Lizzie: Grateful for my bubble, sad for those with less-than-buoyant bubbles, occasionally overwhelmed by the stats, wary of too much information and yet hungry for more. Grateful for the country I live in now, proud of the country I used to live in, and the people I love who are still there, dealing with so much more than us, but who battle on regardless and still manage to make me laugh over Zoom.
Mrs D: How have your emotions shifted and changed since the crisis began?
Lizzie: I was pretty scared when Jacinda announced the Level 4 lockdown. Scared and sad. Being locked down is just not going to work out well for so many people. I know it’s the right thing to do, and I know that I’m okay and so are the other people in my bubble, but there are so many “bubbles” out there that won’t be a safe place to be. So I’m thinking about that a lot. I went from afraid, to sad, to overwhelmed by the sheer numbers coming at us from Italy, France, Spain then the UK and US. Warm fuzzies when we learned that our Government pretty much nailed this whole thing (touch wood). Annoyed by some of the social media going around (please don’t tell me that I must take this time to learn a new language / get that bikini body / write that book). So, there’s been a lot going on.
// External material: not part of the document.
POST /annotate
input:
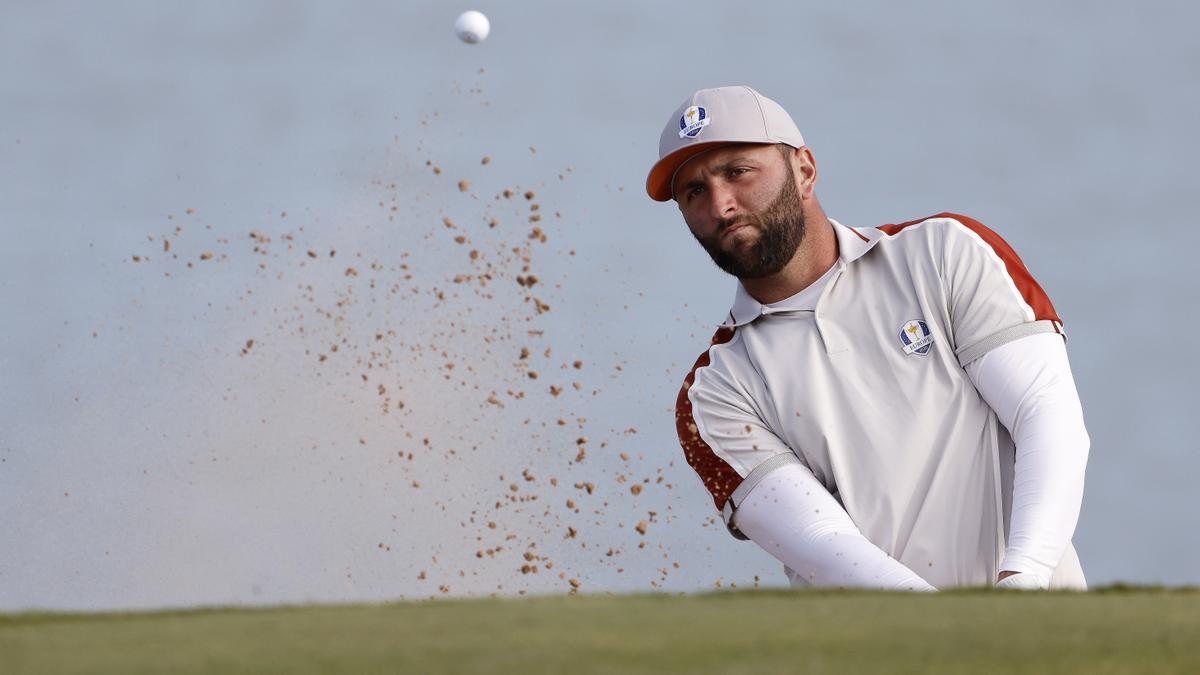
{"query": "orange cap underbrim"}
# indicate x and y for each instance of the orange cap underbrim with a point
(658, 183)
Mrs D: How long have you been sober for?
Lizzie: It’ll be two years on the day we’re projected to leave Level 4.
Mrs D: How is being sober helping you at this crazy time?
Lizzie: I have no idea how I’d navigate this shitstorm with a hangover. And seriously, the chances are high that hangovers would have featured heavily on my isolation calendar.
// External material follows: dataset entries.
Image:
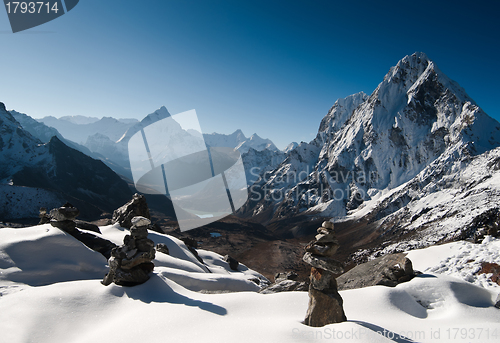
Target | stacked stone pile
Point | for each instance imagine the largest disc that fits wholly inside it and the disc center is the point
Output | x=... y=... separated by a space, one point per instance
x=325 y=303
x=131 y=263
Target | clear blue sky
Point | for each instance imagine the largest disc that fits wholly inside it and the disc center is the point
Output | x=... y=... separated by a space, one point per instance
x=270 y=67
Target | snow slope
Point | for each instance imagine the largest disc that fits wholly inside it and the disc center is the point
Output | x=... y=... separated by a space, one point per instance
x=418 y=130
x=50 y=291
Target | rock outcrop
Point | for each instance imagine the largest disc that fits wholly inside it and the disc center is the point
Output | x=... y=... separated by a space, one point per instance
x=325 y=303
x=64 y=218
x=137 y=207
x=285 y=282
x=232 y=262
x=389 y=270
x=131 y=263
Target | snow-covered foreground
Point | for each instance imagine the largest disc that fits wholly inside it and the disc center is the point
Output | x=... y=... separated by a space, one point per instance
x=51 y=292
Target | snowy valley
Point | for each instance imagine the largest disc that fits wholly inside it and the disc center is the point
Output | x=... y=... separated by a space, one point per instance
x=413 y=168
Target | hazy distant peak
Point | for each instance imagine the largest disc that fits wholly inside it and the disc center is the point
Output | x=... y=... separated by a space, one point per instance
x=79 y=119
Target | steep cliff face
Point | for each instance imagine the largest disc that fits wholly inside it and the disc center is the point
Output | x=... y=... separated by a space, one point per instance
x=42 y=174
x=367 y=146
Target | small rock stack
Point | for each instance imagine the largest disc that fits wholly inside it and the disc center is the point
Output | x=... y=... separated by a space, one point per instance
x=325 y=302
x=130 y=263
x=44 y=217
x=64 y=217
Mrs D: Have you had any pangs to drink since the lockdown began?
Lizzie: No. My go-to for stress, uncertainty or boredom used to be a glass of wine but now it’s a cup of tea, a chat with someone, a walk or Netflix. Thanks for asking because I didn’t really think about it before. But how good is that? At no point have I even considered having a drink during this whole thing.
Mrs D: Any particular self-care actions that are helping you in these gritty times?
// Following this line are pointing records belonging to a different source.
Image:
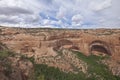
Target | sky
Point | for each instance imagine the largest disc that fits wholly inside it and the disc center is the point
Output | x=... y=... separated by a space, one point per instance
x=75 y=14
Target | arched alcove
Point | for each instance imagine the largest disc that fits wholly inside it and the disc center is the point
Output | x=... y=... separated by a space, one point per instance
x=99 y=48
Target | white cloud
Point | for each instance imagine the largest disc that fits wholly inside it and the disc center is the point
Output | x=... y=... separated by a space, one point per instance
x=77 y=20
x=98 y=5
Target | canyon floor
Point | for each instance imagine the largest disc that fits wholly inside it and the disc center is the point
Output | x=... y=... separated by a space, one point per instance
x=59 y=54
Lizzie: Routine is good. I’m working from home so I go for a walk every day at around 5pm and when I get home I pour myself a long drink* and sit down with the news. (And I’m not learning a new language, my bikini body is somewhere back in 1982 and that book is still firmly in my head).
*My drink of choice is Ecology Alcohol-Free gin and tonic. Some people think alcohol-free drinks are a bad idea, but I personally find there is something lovely about this punctuation mark to signal the beginning of an evening. And no, I don’t wish it was alcoholic.
Mrs D: What are you doing to fill in the days?
Lizzie: Monday to Friday it’s work and on the other days I clean out drawers, learn TikToks with my 16 year old, talk about nothing much with my husband, watch movies and (ahem) eat biscuits.
Mrs D: What would you say to people who are struggling with alcohol while they're in lockdown?
Lizzie: Hold on. It may seem like an impossibility, but if you keep this up then at some point in the future you’ll not even consider picking up a drink. Use the fast forward method – what does this look like in 2 hours / tomorrow morning? Use the Living Sober forum (Members Feed) as much as possible. If you get an itch, post. You’ll be flooded with encouragement. And remember: there’s only one thing worse than a hangover: an ISOLATION hangover.
Mrs D: What's in this photo you've shared with us?
Lizzie: Our very old dog who is possibly the happiest being on the planet because we’re here, with all the time in the world to just be with her. Dogs have such great priorities, don’t they?
Mrs D: Anything else you'd like to add?
Lizzie: Shout out to Living Sober and Mrs D who got me over the first little while on this sober journey. It’s a great place to be. Stay safe, everyone.